Buya Hamka rahimahullah ketika menafsirkan surah al-Taubah ayat 32 mengatakan: “Inilah pula maksud yang terkandung dalam hati orang-orang Yahudi dan Nasrani, terutama kalangan pemuka –pemuka mereka. Mereka ingin, mereka bermaksud dan bertekad hendak memadamkan cahaya Allah.
Menurut as-Suddi: “cahaya Allah ialah Islam”, menurut Adh-Dhahhak: “Cahaya Allah ialah Muhammad sendiri”, Menurut al-Kalbi: “Cahaya Allah ialah al-Qur’an”. Selanjutnya Buya Hamka menulis: “Perhatikan susunan kata dalam ayat memakai Fi’il Mudhari: “Yuriidu-na an yuth-fiu”, Fi’il mudhari mengandung akan zaman sekarang dan zaman selanjutnya. Yang berarti akan terus menerus. Di zaman Nabi s.a.w. selalu timbul dari orang-orang Yahudi di Madinah, walaupn pada mula hijrah telah membuat perjanjian akan bertetangga secara baik. Dan di zaman Rasulullah pula timbul maksud-maksud hendak memadamkan cahaya Allah yang baru timbul di Madinah yaitu dari pihak Utara, tempat orang-orang Rum berkuasa dan Kabilah-kabilah Arab yang berlindung di bawah kuasa bangsa Rum.Sampai-sampai surat Nabi dilemparkan ke tanah dan diinjak-injak dan sampai utusan Nabi dibunuh”. Kemudian Buya melanjutkan: “Kemudian timbul perang salib. 200 tahun bangsa-bangsa Kristen Eropa memerangi pusat-pusat negri Islam, sampai mereka dapat mendirikan Kerajaan Kristen di Jerussalame 90 tahun lamanya.”

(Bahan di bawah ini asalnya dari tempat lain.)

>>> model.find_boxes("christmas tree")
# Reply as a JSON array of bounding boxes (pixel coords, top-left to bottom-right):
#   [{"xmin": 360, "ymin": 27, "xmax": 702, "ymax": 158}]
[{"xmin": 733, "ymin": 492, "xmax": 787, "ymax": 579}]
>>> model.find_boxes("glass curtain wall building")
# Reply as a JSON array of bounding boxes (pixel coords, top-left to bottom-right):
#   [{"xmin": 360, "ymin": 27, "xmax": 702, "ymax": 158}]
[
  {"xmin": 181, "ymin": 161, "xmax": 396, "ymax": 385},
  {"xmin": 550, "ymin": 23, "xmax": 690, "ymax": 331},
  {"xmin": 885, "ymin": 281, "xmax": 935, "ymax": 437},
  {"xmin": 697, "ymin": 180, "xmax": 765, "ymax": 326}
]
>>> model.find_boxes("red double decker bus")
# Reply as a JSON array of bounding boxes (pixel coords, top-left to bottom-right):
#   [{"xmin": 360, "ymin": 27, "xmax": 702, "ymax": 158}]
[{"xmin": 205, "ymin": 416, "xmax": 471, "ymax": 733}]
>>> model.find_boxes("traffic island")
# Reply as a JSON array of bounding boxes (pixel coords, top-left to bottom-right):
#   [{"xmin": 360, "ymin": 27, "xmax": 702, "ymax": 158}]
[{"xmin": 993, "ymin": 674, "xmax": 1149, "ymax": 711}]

Melalui dua ayat di atas Allah menginformasikan kepada hamba-Nya yang Muslim, musuh-musuh Islam akan senantiasa berusaha memadamkan cahaya Islam dengan berbagai metode. Salah satu strategi yang mereka tempuh adalah dengan peperangan fisik (Qital). Hal ini telah diingatkan pula oleh Allah Ta’ala melalui firman-Nya dalam surah al-Baqarah ayat 217.
Mereka tidak henti-hentinya memerangi kamu sampai mereka (dapat) mengembalikan kamu dari agamamu (kepada kekafiran), seandainya mereka sanggup. Barangsiapa yang murtad di antara kamu dari agamanya, lalu dia mati dalam kekafiran, maka mereka itulah yang sia-sia amalannya di dunia dan di akhirat, dan mereka itulah penghuni neraka, mereka kekal di dalamnya.

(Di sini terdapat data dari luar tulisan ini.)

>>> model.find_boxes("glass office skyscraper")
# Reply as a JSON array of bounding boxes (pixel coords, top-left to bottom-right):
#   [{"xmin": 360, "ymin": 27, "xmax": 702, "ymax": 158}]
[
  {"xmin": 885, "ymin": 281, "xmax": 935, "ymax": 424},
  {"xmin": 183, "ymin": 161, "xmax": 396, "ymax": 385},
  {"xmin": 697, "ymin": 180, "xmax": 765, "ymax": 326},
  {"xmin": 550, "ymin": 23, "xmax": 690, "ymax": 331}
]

Oleh karena itu sejarah mencatat, semenjak kedatangan Rasulullah shallallaahu ‘alaihi wasallam mereka tidak pernah berhenti merancang strategi dan konspirasi untuk memerangi Islam. Salah satu perang yang dilancarkan oleh musuh Islam dari kalangan Nasrani adalah peperangan yang oleh para sejarawan Barat disebut Crusades (perang salib).Perang Salib adalah satu istilah dari angkatan-angkatan perang Eropa Salibis, yang berlangsung selama dua abad, dengan tujuan merebut Baitul Maqdis dari tangan kaum Muslimin dan menghentikan langkah Islam yang telah menguasai dunia. Perang ini pertama kalinya dilancarkan pada akhir abad V H/abad XI M, kemudian terus berlangsung selama hampir dua abad dengan beberapa jeda. Perang pertama kemudian berhasil melahirkan beberapa daerah pendudukan pasukan salib di kawasan timur Arab seperti ar-Ruha, Antakya, Baitul Maqdis , dan Tripoli.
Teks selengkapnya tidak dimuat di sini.